Apolipoprotein A2 (APOA2), the second in quantity apolipoprotein of high density lipoprotein (HDL) is synthesized by the liver and much less by the intestine. Studies in humans, failed to establish a clear role for APOA2 in coronary heart disease and overall human physiology. Even though we know that APOA2 plays a key role in the biogenesis and functionality of HDL particles and can interact physically with other apolipoproteins such as apolipoprotein E (APOE), forming dimers, our knowledge on its role in triglyceride-rich lipoprotein (TRL) metabolism remains limited.
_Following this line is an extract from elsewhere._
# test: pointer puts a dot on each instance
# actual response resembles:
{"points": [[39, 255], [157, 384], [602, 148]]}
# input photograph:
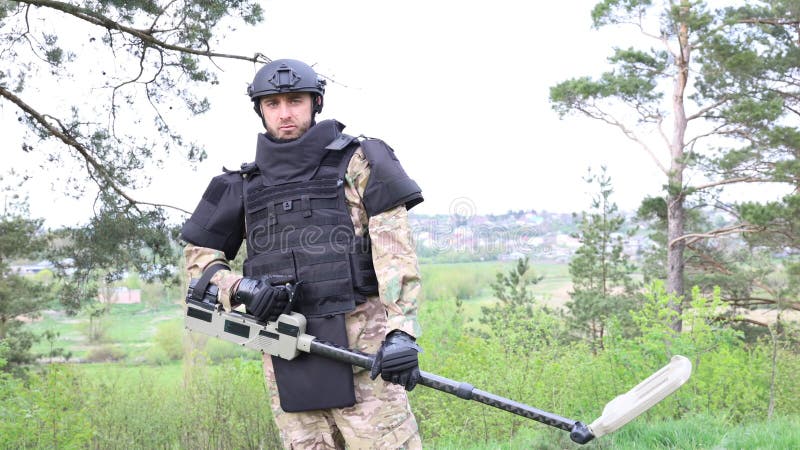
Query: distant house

Here, we investigated how functional interactions between APOA2 and APOE may affect plasma lipoprotein metabolism in the absence of apolipoprotein A1 (APOA1). For this purpose, APOA1 deficient and APOA1xAPOE double deficient mice were fed high fat diet for two weeks and were subsequently infected with either an adenovirus expressing the human APOA2 (AdAPOA2) or a control adenovirus AdGFP. Five days post-infection blood was collected, and plasma and lipoprotein fractions were isolated. After confirmation of human APOA2 expression in vivo by western blot we measured plasma and lipoprotein total cholesterol and triglyceride levels. APOA2 expression increased total cholesterol and triglyceride levels in APOA1 deficient mice. To the contrary, when APOA2 was expressed in APOA1xAPOE double deficient mice, which lack functional APOE a significant reduction in both plasma cholesterol and triglyceride levels associated with a notable reduction in TRL was observed. Overall, our data support that a significant functional interaction between APOA2 and APOE impacts plasma TRL metabolism.